『黒い絵』 原田マハ

講談社(2023)

「誰の作品なんだろう…なんだか宇宙人みたい」と、あまり深く考えずに手にした原田マハさんのこの本。調べてみたところ、カバーの装画は画家・彫刻家である加藤泉さんの作品でした。まるで自分の裏側をじっと見られているような気持ちになります。

6つの短編で構成された『黒い絵』は、人間の心の奥底に潜む暗い感情(嫉妬、妬み、憎悪など)がねっとりとアートに絡みつき、読者を深い沼へと誘います。特に「オフィーリア」を題材にした物語では、その深淵に引き込まれるような感覚を覚えました。

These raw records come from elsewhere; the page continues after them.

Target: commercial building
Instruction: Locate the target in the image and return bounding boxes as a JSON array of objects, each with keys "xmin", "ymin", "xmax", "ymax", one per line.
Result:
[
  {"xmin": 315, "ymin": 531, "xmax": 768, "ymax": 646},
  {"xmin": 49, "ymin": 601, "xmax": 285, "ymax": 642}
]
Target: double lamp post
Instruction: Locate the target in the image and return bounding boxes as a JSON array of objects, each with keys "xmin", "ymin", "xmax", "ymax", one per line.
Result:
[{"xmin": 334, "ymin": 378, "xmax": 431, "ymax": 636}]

ミレーの『オフィーリア』は、なぜか「死」を美しいものと感じさせる作品であり(個人的な感想ですが)、本書を読んで、これまで上辺だけの美しさに囚われていたことに気づかされました。この物語では、画家がこれ以上ないほど美しい“溺死の瞬間”を切り取っていたのです。

原田マハさんのこれまでの作品とは異なる雰囲気を持つこの一冊は、賛否両論を呼ぶかもしれませんが、個人的には非常に心に残る作品のひとつとなりました。彼女の新たな一面を垣間見ることができる作品です。